Ok, that was the stupidest thing you've said yet.
IMG

deubeul

#147
Quote from: StarDust4Ever on 06/17/2016, 04:46 PM
Quote from: deubeul on 06/17/2016, 04:42 PM
Quote from: StarDust4Ever on 06/17/2016, 04:26 PMSupergrafx games are not branded as a PC Engine.
Hmmm,  I don't have my glasses, could you read me what is written next to "Supegrafx", on this Supergrafx?
Fixed.
IMG


Hmmm,  I don't have my glasses, could you read me what is written next to "Supegrafx", on this Supergrafx game?

mickcris

Quote from: deubeul on 06/17/2016, 04:52 PM
Quote from: StarDust4Ever on 06/17/2016, 04:46 PM
Quote from: deubeul on 06/17/2016, 04:42 PM
Quote from: StarDust4Ever on 06/17/2016, 04:26 PMSupergrafx games are not branded as a PC Engine.
Hmmm,  I don't have my glasses, could you read me what is written next to "Supegrafx", on this Supergrafx?
Fixed.
IMG


Hmmm,  I don't have my glasses, could you read me what is written next to "Supegrafx", on this Supergrafx game?
On the right it looks like it says 7UC and then 2 waffle fries.

NecroPhile

Quote from: StarDust4Ever on 06/17/2016, 04:26 PMWell there are three system cards plus the arcade Pro so I assumed each one played a different class of CD games....
You assumed wrong, as the 1.0 and 2.x cards are both CD-ROM2.

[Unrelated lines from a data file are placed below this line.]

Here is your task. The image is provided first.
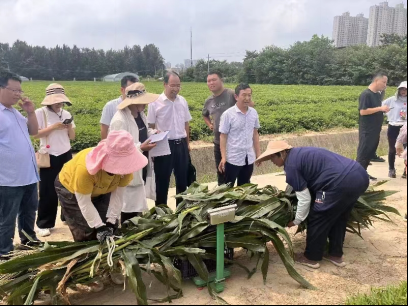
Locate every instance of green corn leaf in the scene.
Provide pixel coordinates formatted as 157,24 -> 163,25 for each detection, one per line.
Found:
123,251 -> 148,305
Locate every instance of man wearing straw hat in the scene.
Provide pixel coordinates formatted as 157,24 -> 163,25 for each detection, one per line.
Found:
256,141 -> 370,269
110,83 -> 159,223
35,84 -> 75,237
0,72 -> 40,260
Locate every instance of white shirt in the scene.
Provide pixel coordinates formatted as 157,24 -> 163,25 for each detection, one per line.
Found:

Quote from: StarDust4Ever on 06/17/2016, 04:26 PMAlso how the heck is an SNES with Svideo cable a separate system?
The same way a TG-16 with TurboBooster+ qualifies as a separate system.  It's handy to have, sure, but no games require it.

Quote from: StarDust4Ever on 06/17/2016, 04:26 PMThere are no peripherals that change the system in a fundamental way that allows you to play new games you can't otherwise on a stock system.
Wrong again.  You might want to research the Satellaview, SuFami Turbo, and Nintendo Power peripherals and educate yourself.

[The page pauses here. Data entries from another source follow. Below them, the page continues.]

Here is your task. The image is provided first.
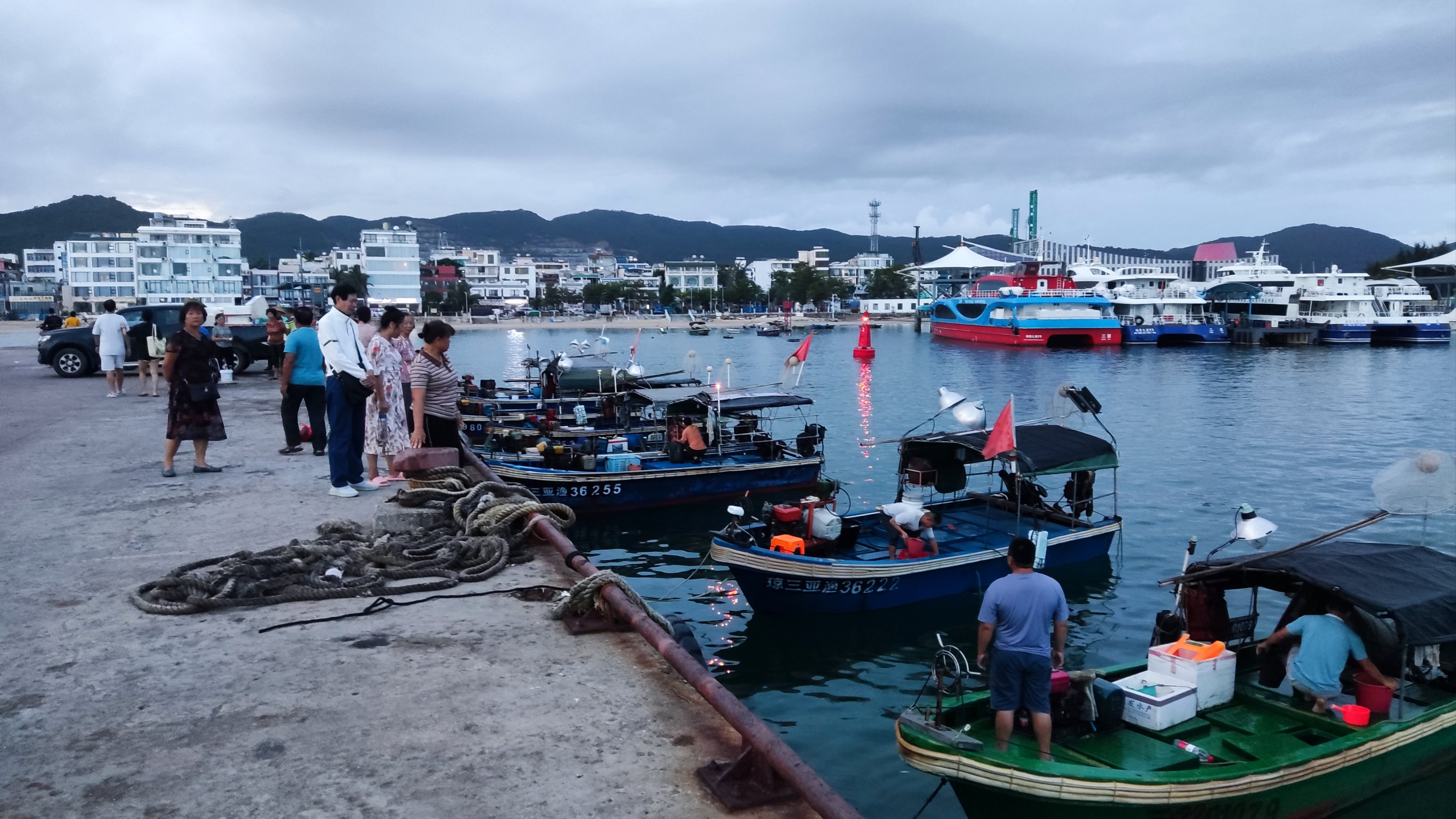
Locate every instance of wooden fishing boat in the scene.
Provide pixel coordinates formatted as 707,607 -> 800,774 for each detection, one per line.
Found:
712,423 -> 1122,613
895,539 -> 1456,819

Quote from: StarDust4Ever on 06/17/2016, 04:26 PMSupergrafx is not branded as a PC Engine.
Are you back to trolling or are you really this ignorant? 

Quote from: StarDust4Ever on 06/17/2016, 04:26 PMFurthermore, before anyone brings up enhancements like the N64 RAM expansion, it doesn't actually change the cart interface. The games that require it pluginto the same interface.
And that's different from the PCE's system cards how exactly?